別れ際は昔から苦手だ。向こうの家に入ってしまえば見えなくなる。窓を開けるまで、しばらく会えない。それだけのことが、今日は少し重たい。


「じゃ、また窓越しに」

「うん。……美咲」

「なに?」

「さっきの、その、スマホの――」


言いかけて、やめた。口の中がからからに乾く。


彼女は、いたずらを思いついた子どものように目尻を上げる。

「嫉妬した?」

「べ、別に」

「ふふ。優斗って、そういう顔、昔からすぐ出る」


からかわれているのに、嫌じゃない。むしろ、どうしようもなく嬉しい。でも胸の奥のどこかで、小さな警鐘が鳴っている。それは”今”の出来事のためじゃない。
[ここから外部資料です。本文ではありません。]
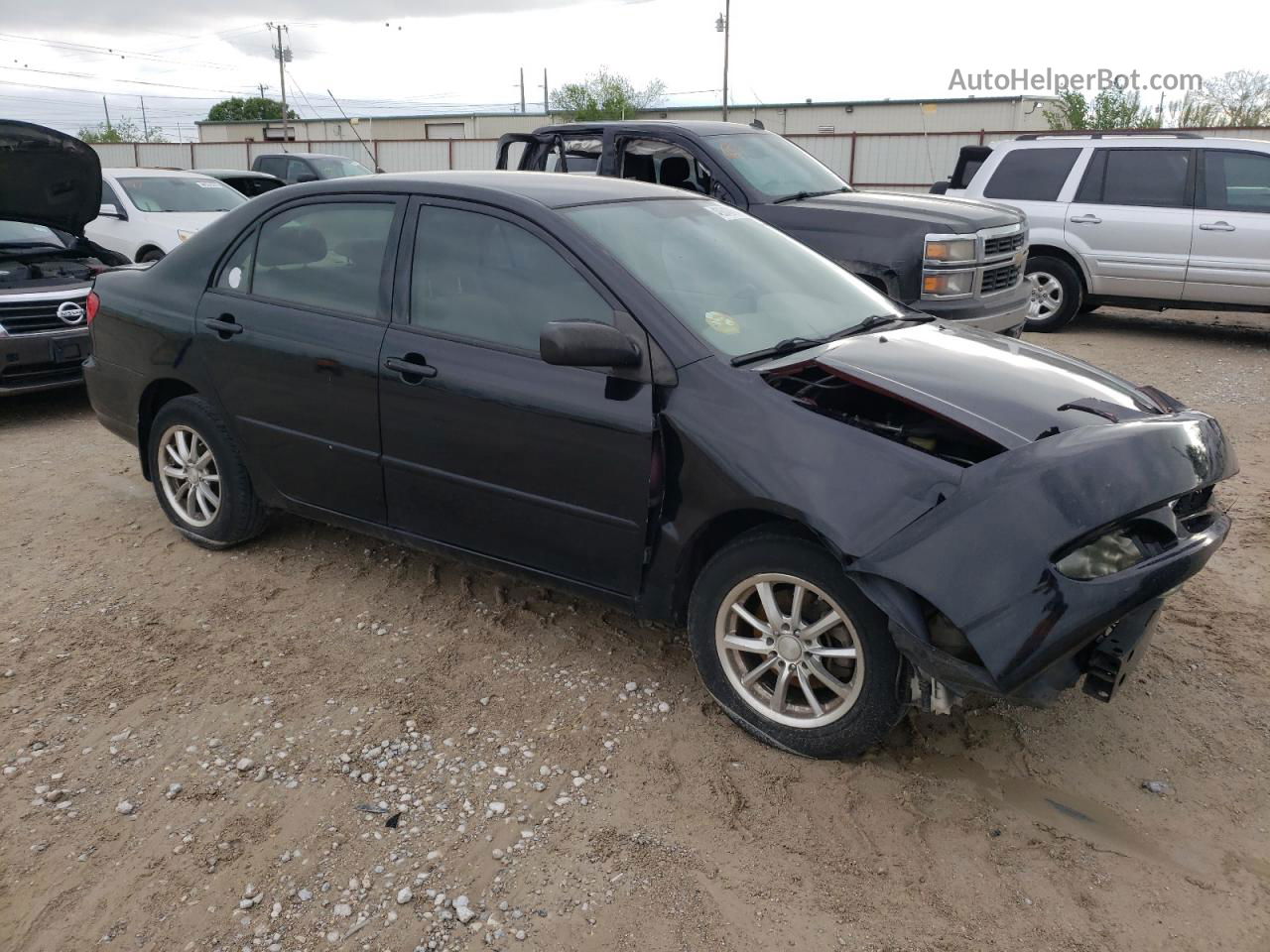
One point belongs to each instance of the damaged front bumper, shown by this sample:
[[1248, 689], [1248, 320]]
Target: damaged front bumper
[[985, 560]]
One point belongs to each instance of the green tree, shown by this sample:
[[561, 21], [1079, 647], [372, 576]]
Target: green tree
[[604, 95], [1110, 109], [253, 108], [122, 131]]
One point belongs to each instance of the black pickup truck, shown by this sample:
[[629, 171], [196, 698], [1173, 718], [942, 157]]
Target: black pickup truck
[[952, 258]]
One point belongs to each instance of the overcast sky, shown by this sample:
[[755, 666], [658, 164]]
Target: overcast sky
[[413, 56]]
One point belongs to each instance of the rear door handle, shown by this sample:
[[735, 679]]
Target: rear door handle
[[411, 366], [225, 325]]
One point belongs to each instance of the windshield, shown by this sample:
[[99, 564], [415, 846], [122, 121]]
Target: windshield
[[19, 232], [155, 193], [737, 284], [336, 168], [774, 166]]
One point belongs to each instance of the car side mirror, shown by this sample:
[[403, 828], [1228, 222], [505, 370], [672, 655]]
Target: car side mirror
[[587, 344]]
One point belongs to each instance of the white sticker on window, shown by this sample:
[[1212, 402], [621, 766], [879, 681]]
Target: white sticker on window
[[725, 211]]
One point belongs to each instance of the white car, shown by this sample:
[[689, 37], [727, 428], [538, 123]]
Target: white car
[[148, 212], [1165, 220]]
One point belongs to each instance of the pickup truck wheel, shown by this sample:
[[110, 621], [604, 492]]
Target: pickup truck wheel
[[1056, 294], [792, 649], [198, 475]]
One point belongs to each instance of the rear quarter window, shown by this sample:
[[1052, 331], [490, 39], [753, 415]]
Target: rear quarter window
[[1032, 175]]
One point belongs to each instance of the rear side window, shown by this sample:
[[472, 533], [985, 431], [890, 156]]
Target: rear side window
[[325, 257], [1032, 175], [1137, 177], [1234, 181], [484, 278]]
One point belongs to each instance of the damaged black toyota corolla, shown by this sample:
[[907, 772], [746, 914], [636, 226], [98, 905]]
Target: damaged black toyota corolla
[[658, 400]]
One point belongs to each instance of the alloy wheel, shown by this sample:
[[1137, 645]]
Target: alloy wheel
[[1047, 296], [190, 476], [789, 651]]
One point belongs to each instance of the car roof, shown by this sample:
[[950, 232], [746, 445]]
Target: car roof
[[1114, 141], [236, 175], [547, 188], [155, 173], [699, 127]]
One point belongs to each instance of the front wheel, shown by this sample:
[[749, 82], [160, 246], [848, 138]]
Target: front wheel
[[1056, 294], [792, 649], [199, 477]]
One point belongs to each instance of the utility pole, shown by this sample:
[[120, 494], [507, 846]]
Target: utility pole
[[284, 55], [724, 26]]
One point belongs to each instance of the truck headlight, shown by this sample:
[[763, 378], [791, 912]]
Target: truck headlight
[[948, 284], [1106, 555], [951, 250]]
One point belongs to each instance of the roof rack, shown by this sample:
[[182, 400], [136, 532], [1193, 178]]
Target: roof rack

もっと遠い場所から響いてくる音。


――あのときみたいに、また手を離してしまうの?


言葉にならない問いが、花びらと一緒に足元を舞う。


「ねえ、優斗」

「うん」

「もしさ――いや、なんでもない。……今のままじゃ、ちょっと後悔するかもね、って思っただけ」


唐突に落ちてきた一文が胸に刺さる。彼女は笑って玄関に駆けていった。振り返って手を振る仕草は子どもの頃と同じ。けれど、目の奥のきらめきは少し違う。


-----


## 窓越しの約束


夜。宿題を広げた机の上に、さっきのレモンの匂いがまだ残っている。


ふと視線を上げ、窓のカーテンを指二本分だけ開けた。向かいの窓も、ちょうど同じくらい開いて光が細く漏れる。影絵のように、彼女がノートをめくる動きが見える。


僕はペンを持って、メモ用紙に一言だけ書いた――「おやすみ」。


紙をカーテンの隙間に挟んで見せると、少し間があって、向こうの窓にも白い紙が現れた。そこには丸い字でこう書いてあった。


「また、あした。」


瞬間、胸の奥で古い鐘が鳴った気がした。


“また”――いつの”また”だろう。保育園の帰り道? 小学校の運動会? それとも、もっと前?


桜の木の下で言えなかった言葉の続きが、舌先まで上がってくる。僕は窓越しに、そっと口を動かした。


――今度こそ。


春の夜風が紙を揺らす。物語は、窓と窓の間で始まった。笑えるように、泣けるように、応援したくなるように。


そして、前に果たせなかった約束の続きが、ここからやっと、つながっていく。


-----


## エピローグ


四月の風は、やはり記憶の匂いがする。

けれど今夜からは、新しい記憶も混じっている。

窓の向こうで手を振る彼女の笑顔と、心の奥で響く古い鐘の音と。

春が運んできた、もう一度の物語が、静かに幕を開けた。